How do I protect my pet?

You need to use a product that kills fleas at every stage of their cycle. With any flea infestation, it’s estimated that only 5% of the population live on the animal while the remaining 95% prance about the rest of your home. Most vet-approved parasite prevention treatments will ensure that a flea dies when it lands on a pet’s skin or takes a meal, it may also render them infertile – stopping the cycle before it begins.

It’s precisely because fleas breed so quickly that regular prevention is of paramount importance. If your pet does get fleas, you’ll need to treat your home, too. This helps break the flea life cycle.

You can also lower the chances of your pet catching fleas by keeping their bedding clean (wash regularly at 60 degrees) and regularly hoovering any area of the house in which your pet spends a lot of time. We also recommend that you mow the lawn.


What are they and what do they do?

Worms, horrifying as it is to imagine, live inside an animal’s body. Our pets usually contract worms through their mouth, from eating or licking something infected with worm eggs. This could be food, stool or soil.

The following affect dogs and cats most often:

  • Roundworms – the most common, they look like cooked spaghetti
  • Hookworms – a type of roundworm, they latch onto intestines and live on blood
  • Whipworms – they also live on blood, cannot be seen by the naked eye – again, a type of roundworm
  • Tapeworms – also common, they look like a string of rice-grains
  • Lungworms – these are becoming more widespread in the UK and attack the lungs
  • Heartworms – mainly affect, and live in, the heart (rare in this country)

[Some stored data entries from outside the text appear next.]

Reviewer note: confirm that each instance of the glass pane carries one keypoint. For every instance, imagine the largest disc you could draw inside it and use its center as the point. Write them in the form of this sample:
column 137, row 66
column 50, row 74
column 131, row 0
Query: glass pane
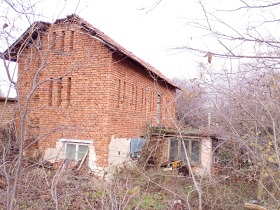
column 173, row 150
column 136, row 145
column 183, row 154
column 70, row 151
column 195, row 157
column 82, row 149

Unlike fleas, whose symptoms will be obvious enough in most pets, it can be a little harder to tell if your dog or cat has worms. That said, weight loss, a change in appetite, anal discomfort and general sickness can be good indicators.

How do I protect my pet?

Keep them away from bins, litter and similar dirty areas. Preventing hunting, the eating of rodents or other deceased animals, will also help. The main thing is to keep your pet up to date with their worm treatments – most products only kill the worms that are there and do nothing to prevent future worms, this means it’s important to worm your pet regularly so a problem cannot grow too severe. We suggest worming at least four times a year.


What are they and what do they do?

Ticks are found most often in grassy areas. They latch onto their hosts and, like fleas, feed on their blood. Though initially they can be difficult to see, a tick can swell up to the size of a pea once it’s had a large blood meal.

How do I protect my pet?

Ticks thrive in the warmer months so be on the lookout and check your pet’s fur regularly. If you find one, remove it as soon as you can. We recommend a specialist tick remover or tick hook; grab the tick by the head as firmly as possible – without nipping your pet’s skin – and remove it in a swift, rotating motion. Be wary of tweezers as they often don’t remove the tick in full. If you’re struggling or don’t feel comfortable, visit the vet right away. Avoid older fashioned treatments such as heat, this can actually increase the risk of a tick spreading disease.

Ticks can also spread diseases; the most common is Lyme disease. If you find that your pet is afflicted with a tick, contact your vet for advice.


Try not to worry too much! So long as you administer all relevant treatments with the correct frequency, your pets will be able to enjoy their summer itch-free and illness-free!

If anything does go wrong, or your pet seems unwell in any way … as always … contact your vet right away. You can never be too careful!